Re: getfsstat(2) MNT_NOWAIT & stale data for zpool

From: Dave Cottlehuber <dch_at_skunkwerks.at>
Date: Thu, 09 Oct 2025 21:19:30 UTC
On Thu, 9 Oct 2025, at 13:53, Konstantin Belousov wrote:
> On Thu, Oct 09, 2025 at 07:23:02AM +0000, Dave Cottlehuber wrote:
>> On Wed, 8 Oct 2025, at 17:57, Peter Jeremy wrote:
>> > On 2025-Oct-08 15:59:12 +0000, Dave Cottlehuber <dch@skunkwerks.at> wrote:
>> >>When does getfsstat(2) stale info get updated?
>> >
>> > See https://bugs.freebsd.org/bugzilla/show_bug.cgi?id=273094 and 
>> > https://github.com/prometheus/node_exporter/issues/1498
>> >
>> > -- 
>> > Peter Jeremy
>> 
>> Hi Peter
>> 
>> Thanks these are very helpful.
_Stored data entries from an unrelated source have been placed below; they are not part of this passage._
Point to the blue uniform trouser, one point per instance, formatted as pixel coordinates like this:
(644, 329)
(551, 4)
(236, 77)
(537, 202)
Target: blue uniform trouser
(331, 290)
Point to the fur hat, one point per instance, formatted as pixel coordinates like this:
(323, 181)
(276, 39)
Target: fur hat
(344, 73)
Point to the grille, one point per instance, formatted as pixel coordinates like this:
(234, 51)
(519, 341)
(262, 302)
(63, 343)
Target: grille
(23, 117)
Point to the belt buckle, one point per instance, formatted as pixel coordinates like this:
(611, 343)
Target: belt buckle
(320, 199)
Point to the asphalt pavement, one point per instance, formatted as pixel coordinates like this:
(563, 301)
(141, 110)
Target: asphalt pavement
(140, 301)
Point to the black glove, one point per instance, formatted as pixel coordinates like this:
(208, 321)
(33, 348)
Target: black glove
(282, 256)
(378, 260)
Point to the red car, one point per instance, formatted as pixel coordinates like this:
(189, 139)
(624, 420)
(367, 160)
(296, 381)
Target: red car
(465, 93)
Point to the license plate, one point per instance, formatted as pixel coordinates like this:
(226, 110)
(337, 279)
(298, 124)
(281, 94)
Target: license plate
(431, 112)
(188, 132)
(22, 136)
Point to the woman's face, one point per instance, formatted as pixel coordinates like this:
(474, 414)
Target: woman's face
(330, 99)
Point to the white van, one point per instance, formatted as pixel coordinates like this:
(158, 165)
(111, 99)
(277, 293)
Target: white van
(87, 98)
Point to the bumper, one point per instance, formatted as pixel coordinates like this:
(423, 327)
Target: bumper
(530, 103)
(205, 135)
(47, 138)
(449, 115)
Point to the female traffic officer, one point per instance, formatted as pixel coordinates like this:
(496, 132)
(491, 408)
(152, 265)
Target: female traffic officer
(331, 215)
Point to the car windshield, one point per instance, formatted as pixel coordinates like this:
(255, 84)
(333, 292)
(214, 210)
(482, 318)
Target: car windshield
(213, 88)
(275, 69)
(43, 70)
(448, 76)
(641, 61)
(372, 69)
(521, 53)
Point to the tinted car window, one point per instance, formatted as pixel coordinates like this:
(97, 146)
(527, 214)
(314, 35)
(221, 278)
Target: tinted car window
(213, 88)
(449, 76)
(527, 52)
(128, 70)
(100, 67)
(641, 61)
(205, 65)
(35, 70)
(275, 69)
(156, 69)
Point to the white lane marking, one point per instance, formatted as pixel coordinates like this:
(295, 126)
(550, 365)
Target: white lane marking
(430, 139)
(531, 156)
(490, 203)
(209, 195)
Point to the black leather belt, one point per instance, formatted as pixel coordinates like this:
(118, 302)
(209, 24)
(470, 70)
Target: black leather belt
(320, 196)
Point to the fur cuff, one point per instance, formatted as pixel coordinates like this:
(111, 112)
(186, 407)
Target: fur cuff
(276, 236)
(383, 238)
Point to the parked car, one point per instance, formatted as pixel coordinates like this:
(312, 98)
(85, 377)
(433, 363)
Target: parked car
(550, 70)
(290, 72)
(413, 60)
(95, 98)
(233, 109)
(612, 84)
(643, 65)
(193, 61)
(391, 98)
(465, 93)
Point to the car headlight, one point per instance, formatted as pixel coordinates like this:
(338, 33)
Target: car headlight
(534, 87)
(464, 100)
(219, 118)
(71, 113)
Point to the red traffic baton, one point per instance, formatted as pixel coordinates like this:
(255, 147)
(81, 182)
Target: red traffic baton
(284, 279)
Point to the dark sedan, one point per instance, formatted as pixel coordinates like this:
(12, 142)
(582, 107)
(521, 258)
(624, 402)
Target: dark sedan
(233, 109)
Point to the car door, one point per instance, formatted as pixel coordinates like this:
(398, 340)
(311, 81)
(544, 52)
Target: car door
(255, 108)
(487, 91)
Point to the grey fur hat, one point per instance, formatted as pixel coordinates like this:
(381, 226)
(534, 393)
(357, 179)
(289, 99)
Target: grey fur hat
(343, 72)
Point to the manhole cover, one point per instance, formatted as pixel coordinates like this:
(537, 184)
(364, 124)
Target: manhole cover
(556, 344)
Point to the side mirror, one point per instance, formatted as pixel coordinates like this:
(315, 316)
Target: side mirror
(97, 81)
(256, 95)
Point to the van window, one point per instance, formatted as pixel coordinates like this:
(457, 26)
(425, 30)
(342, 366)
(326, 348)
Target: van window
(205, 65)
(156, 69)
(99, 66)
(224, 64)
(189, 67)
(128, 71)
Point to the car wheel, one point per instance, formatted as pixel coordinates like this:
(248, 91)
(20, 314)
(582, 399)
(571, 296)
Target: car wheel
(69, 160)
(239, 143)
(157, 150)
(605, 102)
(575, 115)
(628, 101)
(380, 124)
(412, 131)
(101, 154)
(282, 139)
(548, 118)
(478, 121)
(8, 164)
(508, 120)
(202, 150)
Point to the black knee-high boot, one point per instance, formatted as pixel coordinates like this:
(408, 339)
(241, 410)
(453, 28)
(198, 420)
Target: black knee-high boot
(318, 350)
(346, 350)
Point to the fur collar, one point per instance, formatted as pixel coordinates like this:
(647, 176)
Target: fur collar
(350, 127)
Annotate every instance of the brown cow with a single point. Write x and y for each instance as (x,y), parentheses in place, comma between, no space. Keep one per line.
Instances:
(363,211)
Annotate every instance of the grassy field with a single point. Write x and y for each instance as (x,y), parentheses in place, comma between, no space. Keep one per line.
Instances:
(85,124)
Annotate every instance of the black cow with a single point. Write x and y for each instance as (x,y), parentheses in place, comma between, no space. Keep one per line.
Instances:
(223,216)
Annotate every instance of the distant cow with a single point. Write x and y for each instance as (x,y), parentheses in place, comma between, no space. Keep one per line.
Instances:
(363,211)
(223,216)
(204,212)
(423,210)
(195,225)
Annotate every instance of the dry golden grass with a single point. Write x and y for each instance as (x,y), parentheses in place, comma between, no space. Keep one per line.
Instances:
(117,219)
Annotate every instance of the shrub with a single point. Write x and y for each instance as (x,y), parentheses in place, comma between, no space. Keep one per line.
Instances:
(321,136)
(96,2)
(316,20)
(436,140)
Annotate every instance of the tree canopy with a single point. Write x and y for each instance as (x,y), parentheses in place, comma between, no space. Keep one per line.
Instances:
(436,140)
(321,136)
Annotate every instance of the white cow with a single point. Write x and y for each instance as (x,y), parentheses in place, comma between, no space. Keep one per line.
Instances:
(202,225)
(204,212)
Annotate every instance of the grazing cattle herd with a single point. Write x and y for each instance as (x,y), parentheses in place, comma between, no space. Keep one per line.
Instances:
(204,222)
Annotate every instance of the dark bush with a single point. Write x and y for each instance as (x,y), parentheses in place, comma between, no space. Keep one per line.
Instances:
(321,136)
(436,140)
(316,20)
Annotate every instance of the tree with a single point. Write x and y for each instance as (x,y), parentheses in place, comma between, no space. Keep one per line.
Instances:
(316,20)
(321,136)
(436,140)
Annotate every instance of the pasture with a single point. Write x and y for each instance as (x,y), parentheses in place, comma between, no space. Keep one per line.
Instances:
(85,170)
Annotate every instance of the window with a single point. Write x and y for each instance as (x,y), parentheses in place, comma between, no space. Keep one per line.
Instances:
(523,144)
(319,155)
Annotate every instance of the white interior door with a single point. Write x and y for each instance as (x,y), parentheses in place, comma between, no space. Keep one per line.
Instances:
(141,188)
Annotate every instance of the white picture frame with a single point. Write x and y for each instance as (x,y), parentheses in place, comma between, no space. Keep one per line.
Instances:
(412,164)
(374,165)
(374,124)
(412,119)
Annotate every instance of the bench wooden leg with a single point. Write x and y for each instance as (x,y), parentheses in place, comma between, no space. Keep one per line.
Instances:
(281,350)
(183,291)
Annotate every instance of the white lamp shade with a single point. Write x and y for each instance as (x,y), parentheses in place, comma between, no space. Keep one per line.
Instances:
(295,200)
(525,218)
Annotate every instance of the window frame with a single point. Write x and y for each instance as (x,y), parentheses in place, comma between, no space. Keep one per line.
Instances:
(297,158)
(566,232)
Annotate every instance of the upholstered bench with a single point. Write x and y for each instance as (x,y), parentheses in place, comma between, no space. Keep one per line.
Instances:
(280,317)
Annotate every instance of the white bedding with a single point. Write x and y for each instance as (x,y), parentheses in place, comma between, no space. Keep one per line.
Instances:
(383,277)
Looking at collectd which doesn't suffer
>> from this issue, it uses a different libc function, to avoid this.
>> 
>> - call getfsstat(2) + MNT_NOWAIT to get a possibly stale list of filesystems
>> - iterate over that list, but with statfs(2) which I assume doesn't use stale data (as there is no mention of MNT_(NO)WAIT type flags)
>> 
>> At least for the prometheus case, I can look into fixing that upstream.
>> 
>> Is there some historical context for this stale behaviour?
>> 
>> I assume in the days when people used UNIX as a multi-user system, this
>> info would be continually refreshed by general user activity. But in
>> a more server-centric / cloud approach this might not occur for hours.
>
> Purpose of MNT_NOWAIT flag is to avoid syscall blocking when networking
> fs is blocked due to server unresponsibility. This is definitely the
> case for NFS, and might be for things like smbfs or p9fs (not sure).

Yes it's clear why this flag exists for such fs.

But how & when does this stale information get updated normally? Is
it only via the commands that touch mountpoints explicitly? Or are
there some more common user patterns that can trigger it?